Investimenti e risultati non vanno di pari passo nel Pisa 2009

L’affermazione di Gurria, segretario generale dell’Ocse, secondo il quale l’investimento di risorse influenza il successo formativo in misura molto contenuta, perché “questo fattore spiega solo il 6% delle differenze fra i risultati raggiunti dagli studenti. Sull’altro 94% incidono le politiche educative”, è una dichiarazione destinata a sfatare, anche in Italia, alcune tesi e a riaccendere la polemica sulle riforme del sistema di istruzione.

L’investimento della ricchezza per l’istruzione, tradotta virtualmente in dollari, vede la media dei Paesi Ocse raggiungere 493, 496 e 501 punti rispettivamente in lingua, matematica e scienze a fronte di un investimento medio pro capite di 32.219 dollari.

L’Italia, investendo meno (31.016), ha ottenuto meno: 486, 483 e 489. Il risultato darebbe ragione al partito che chiede maggiori investimenti di risorse economiche.

La Spagna investe un po’ più dell’Italia (31.469), ma ottiene risultati inferiori (481, 483 e 488). La Francia investe più risorse della media Ocse (32.495), ma ottiene risultati (496, 497 e 498) inferiori al previsto. La Polonia, con un investimento molto basso (16.312), ottiene risultati (500, 495 e 508) superiori alla media Ocse e a quelli dell’Italia.

L’Austria investe più della media Ocse (36.839), ma ottiene risultati inferiori (470, 496 e 494).

Vi sono altri dati che evidenziano buoni risultati in presenza di alti investimenti e dati che dimostrano il contrario.

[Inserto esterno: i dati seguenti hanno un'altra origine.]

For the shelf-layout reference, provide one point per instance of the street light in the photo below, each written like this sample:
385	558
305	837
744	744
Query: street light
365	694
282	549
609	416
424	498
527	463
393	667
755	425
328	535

In definitiva si può affermare con Gurria che la quota di Pil investita in istruzione conta ma non è decisiva, e che valgono molto di più le politiche educative di riforma e innovazione. Non è un alibi a non investire, ma un monito forte a privilegiare la qualità, cioè il modo di utilizzare le risorse investite in istruzione e formazione.